This is an open label, randomized, comparative, multi-center study. Subjects will be screened within 2 weeks prior to study entry to establish eligibility. Subjects who meet all the selection criteria will be randomly assigned 1:1 to (1) once-a-week, subcutaneous Peg-Intron (1.5 mg/kg body weight) or (2) oral adefovir 10 mg daily. The treatment phase will be 24 weeks for Peg-Intron and 48 weeks for adefovir. All subjects completing the assigned treatment phase will be followed up for an additional 48 weeks for Peg-Intron and 24 weeks for adefovir as observation phase. The primary objective is to establish the efficacy profile of Peg-Intron. Secondary objectives are to compare the efficacy profile of Peg-Intron with that of adefovir, compare efficacy of Peg-Intron in lamivudine-naïve and lamivudine-experienced subjects, and to establish the safety profile of Peg-Intron in treating patients with hepatitis B e antigen (HBeAg)-positive chronic hepatitis B.
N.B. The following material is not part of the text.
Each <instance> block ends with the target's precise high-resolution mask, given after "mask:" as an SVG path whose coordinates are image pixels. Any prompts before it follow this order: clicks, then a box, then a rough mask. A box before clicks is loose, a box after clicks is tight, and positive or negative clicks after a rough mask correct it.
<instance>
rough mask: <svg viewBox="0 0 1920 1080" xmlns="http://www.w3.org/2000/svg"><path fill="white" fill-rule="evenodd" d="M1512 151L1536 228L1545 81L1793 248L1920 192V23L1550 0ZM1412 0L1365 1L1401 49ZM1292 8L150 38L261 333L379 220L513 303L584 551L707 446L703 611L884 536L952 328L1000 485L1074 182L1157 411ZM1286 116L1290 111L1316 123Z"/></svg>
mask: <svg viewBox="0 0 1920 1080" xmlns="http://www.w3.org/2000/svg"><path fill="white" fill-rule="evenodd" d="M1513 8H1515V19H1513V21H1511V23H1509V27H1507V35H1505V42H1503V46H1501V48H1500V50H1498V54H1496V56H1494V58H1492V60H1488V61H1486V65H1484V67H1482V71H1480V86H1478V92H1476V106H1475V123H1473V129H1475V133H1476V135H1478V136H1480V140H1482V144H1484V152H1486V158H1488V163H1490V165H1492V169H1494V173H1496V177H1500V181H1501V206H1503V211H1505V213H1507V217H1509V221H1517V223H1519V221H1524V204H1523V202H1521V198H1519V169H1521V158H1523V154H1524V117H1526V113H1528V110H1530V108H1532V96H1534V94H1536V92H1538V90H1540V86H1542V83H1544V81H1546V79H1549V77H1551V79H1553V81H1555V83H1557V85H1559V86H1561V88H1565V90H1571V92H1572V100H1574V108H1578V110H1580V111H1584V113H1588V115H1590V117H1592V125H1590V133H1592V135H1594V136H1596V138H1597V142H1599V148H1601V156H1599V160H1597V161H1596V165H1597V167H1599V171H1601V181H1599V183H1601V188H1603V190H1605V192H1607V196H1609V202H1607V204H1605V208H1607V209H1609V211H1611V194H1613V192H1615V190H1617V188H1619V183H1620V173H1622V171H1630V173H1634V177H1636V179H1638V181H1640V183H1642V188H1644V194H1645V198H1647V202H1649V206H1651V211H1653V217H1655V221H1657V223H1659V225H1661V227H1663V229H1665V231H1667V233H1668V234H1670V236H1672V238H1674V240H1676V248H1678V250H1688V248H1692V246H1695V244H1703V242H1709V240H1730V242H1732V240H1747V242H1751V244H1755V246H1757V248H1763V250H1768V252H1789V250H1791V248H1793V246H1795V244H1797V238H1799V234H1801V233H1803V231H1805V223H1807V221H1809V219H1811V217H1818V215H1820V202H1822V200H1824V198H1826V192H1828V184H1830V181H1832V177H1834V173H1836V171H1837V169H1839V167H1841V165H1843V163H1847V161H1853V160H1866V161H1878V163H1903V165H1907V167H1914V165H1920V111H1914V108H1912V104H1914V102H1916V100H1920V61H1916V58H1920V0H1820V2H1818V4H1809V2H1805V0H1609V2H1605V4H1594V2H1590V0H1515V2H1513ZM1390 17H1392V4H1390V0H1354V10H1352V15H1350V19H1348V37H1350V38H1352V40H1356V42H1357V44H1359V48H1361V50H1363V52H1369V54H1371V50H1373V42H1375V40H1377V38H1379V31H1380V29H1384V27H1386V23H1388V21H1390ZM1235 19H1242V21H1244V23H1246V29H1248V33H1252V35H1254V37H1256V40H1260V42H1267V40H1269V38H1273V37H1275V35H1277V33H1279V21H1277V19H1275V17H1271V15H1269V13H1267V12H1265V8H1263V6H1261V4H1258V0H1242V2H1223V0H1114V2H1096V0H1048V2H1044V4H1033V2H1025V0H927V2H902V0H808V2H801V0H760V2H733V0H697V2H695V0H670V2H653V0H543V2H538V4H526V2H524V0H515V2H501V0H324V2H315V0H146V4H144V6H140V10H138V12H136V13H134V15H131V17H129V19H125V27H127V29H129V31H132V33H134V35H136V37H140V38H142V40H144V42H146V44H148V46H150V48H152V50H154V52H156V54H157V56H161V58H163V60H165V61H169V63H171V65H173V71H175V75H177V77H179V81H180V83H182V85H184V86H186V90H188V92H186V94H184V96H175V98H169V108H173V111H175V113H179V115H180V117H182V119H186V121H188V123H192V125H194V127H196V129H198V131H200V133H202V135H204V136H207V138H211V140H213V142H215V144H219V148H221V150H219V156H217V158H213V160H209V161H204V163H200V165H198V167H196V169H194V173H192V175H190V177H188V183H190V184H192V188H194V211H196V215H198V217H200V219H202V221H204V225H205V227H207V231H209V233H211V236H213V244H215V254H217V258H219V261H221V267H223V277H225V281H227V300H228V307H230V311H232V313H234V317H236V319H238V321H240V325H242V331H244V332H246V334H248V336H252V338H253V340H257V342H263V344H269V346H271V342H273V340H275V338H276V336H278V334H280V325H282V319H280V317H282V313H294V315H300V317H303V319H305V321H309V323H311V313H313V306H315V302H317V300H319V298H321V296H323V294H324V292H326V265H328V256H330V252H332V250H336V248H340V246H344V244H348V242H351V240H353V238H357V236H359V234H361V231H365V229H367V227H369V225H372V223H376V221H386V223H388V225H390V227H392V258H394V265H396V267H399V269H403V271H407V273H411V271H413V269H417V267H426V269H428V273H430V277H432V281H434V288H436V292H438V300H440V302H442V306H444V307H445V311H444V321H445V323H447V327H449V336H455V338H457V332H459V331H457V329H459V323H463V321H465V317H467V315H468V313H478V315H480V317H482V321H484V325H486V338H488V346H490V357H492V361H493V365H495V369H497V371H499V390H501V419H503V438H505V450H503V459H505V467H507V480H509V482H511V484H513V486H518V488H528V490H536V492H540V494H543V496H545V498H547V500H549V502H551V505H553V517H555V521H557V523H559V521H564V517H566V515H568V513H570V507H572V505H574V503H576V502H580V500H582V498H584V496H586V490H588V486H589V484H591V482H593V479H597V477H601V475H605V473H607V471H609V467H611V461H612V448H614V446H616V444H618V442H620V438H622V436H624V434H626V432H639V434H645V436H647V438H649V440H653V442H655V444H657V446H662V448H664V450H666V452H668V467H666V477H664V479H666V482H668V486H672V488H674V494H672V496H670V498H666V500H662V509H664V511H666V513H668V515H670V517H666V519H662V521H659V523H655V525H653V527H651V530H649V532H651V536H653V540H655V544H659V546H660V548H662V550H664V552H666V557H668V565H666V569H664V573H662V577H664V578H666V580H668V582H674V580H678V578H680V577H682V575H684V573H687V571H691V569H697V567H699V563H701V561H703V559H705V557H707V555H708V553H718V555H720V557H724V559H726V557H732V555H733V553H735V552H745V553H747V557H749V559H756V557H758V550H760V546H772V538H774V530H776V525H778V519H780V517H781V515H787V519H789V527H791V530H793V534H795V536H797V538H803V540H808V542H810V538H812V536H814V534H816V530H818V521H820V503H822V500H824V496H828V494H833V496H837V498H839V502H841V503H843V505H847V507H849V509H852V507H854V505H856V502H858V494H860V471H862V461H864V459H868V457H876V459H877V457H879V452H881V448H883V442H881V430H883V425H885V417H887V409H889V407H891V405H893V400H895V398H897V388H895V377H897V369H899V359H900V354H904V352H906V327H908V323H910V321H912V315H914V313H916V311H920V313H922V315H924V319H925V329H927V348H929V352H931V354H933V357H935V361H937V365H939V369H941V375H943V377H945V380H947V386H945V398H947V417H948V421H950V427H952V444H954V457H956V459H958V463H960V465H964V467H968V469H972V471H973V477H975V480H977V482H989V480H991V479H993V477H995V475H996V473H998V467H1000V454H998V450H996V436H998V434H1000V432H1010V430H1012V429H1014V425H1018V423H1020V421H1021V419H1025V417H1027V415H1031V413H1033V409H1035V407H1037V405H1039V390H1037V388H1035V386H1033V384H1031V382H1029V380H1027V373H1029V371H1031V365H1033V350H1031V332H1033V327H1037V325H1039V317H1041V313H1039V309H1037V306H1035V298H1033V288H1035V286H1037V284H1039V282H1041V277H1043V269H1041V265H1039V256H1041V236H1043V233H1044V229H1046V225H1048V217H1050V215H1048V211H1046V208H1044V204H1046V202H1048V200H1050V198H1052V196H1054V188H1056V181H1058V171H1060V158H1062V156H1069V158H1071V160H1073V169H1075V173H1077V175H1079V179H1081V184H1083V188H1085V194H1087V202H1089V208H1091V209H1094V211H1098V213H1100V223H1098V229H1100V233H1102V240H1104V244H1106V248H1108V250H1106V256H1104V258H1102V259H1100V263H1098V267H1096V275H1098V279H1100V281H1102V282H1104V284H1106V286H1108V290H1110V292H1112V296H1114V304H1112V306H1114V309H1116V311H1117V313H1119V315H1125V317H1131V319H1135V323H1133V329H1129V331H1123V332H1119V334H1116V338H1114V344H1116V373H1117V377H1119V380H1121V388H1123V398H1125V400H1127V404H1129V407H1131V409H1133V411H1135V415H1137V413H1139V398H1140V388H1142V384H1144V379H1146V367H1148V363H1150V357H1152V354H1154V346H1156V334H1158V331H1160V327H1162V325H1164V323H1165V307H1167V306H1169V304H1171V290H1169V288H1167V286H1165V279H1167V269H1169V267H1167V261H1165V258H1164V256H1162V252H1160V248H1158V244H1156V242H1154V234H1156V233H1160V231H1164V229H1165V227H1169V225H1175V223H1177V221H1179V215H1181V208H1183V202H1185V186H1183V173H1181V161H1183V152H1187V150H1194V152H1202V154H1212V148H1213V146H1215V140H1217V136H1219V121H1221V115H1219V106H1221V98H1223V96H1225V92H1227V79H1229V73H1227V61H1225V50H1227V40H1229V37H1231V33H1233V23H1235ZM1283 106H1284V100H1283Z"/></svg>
• Drug: Pegylated interferon alfa-2b
• Drug: Adefovir dipivoxil

• Experimental: Peg-Intron, 1.5 micrograms/kg weekly, for up to 24 weeks followed by a 48-week observation phase
• Active Comparator: Adefovir, 10 mg daily, for up to 48 weeks followed by a 24-week observation phase

Inclusion Criteria:

• Adult male or female, 18 to 70 years of age.
• Documented positive serum hepatitis B surface antigen (HBsAg) for a minimum of 6 months prior to randomization.

• Hepatitis B virus (HBV) replication and hepatitis documented by:

  • Serum HBV DNA >= 105 copies/mL within 3 months prior to entry
  • Positive serum hepatitis B e antigen (HBeAg) within 3 months prior to entry
  • Documented presence of ALT twice (1 month apart) within 3 months prior to entry (2 to 10 folds above the upper normal level)
  • Liver biopsy finding shows evidence of chronic hepatitis without liver cirrhosis, document acceptable if no anti-HBV treatment within 1 year prior to randomization
  • Naïve or exposed to lamivudine (3 months treatment-free interval prior to randomization)
  • Adequate renal function (creatinine within normal upper limit).
• Compensated liver disease with certain minimum hematological and serum biochemical criteria.
• Thyroid stimulating hormone (TSH) and free T4 within normal ranges.
• Negative antibody to hepatitis C and hepatitis D.
• Negative antibody to human immunodeficiency virus.
• Negative evidence for hepatocellular carcinoma by alfa-fetoprotein and ultrasound within 1 month prior to randomization.

Exclusion Criteria:

• Women who are pregnant or nursing.
• Prior treatment for hepatitis with any interferon or adefovir, or other investigational anti-virus agents.
• Prior treatment for hepatitis with immunomodulatory drug within 2 years prior to randomization.
• Suspected hypersensitivity to interferon or adefovir.
• Liver cirrhosis.
• History of severe psychiatric disease, especially depression.
• Concurrent malignancies (including hepatocellular carcinoma).
• Unstable or significant cardiovascular diseases.
• Prolonged exposure to known hepatotoxins.
• History of thyroid disease poorly controlled on prescribed medication.
• Poorly controlled diabetes mellitus.
• Have suspected or confirmed significant hepatic disease from an etiology other than HBV.
• Severe renal disease or myeloid dysfunction.
• History of organ transplantation other than cornea and hair transplant.
• Any medical condition requiring chronic systemic administration of steroids.